Nach Auffassung des BND haben die Männer "ganz klar nichts aktiv" mit dem Anschlag zu tun, wie Geheimdienst-Kreise offenbar der Nachrichtenagentur ddp erzählt haben. Ein BND-Mitarbeiter sagte auf Anfrage, es sei jedoch "sehr ungeschickt" gewesen, wie die drei Agenten die Umstände der Attacke observiert hätten. Sie hätten "dilettantisch gehandelt".

Nach Medienberichten beteuerten die Männer in Verhören ihre Unschuld und gaben an, lediglich den Tatort des Anschlags inspiziert zu haben. Offiziell äußerte sich der BND bislang nicht zu der Angelegenheit.
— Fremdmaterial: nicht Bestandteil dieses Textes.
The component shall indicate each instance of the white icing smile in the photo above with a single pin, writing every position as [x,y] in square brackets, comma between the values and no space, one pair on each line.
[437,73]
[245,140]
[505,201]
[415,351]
Die Opposition pocht auf eine umgehende Aufklärung des Falls. FDP-Innenexperte Max Stadler stellte den Antrag für eine Sondersitzung des Parlamentarischen Kontrollgremiums und forderte zudem eine Aufklärung der Öffentlichkeit. Er mahnte: "Die Anschuldigungen sind so ungeheuerlich und aus meiner Sicht auch erst einmal so unglaubwürdig, dass die Bundesregierung gut beraten ist, ihre sonst in solchen Fällen übliche Diskretion aufzugeben."

Die Grünen-Fraktion beantragte, noch in der laufenden Woche die Obleute des Auswärtigen, des Europa- und des Verteidigungsausschusses über die Vorgänge zu informieren. Grünen-Parteichefin Claudia Roth sagte, der Fall zeige, dass eine Reform der Geheimdienste mit mehr Transparenz notwendig sei.

* Aus: Internet-Zeitung www.ngo-online.de, 24. November 2008


"Bin sicher, daß die BND-Leute gebombt haben"

Geheimdienstexperte vermutet, daß die CIA die deutschen Spione im Kosovo auffliegen ließ. Ein Gespräch mit Erich Schmidt-Eenboom **

Erich Schmidt-Eenboom ist Autor zahlreicher Bücher über Geheimdienste und ihre Verbindungen zu Politik, Wirtschaft und Medien. Als Vorsitzender des Forschungsinstituts für Friedenspolitik e.V. in Weilheim betreibt er die Webseite www.geheimdienste.info.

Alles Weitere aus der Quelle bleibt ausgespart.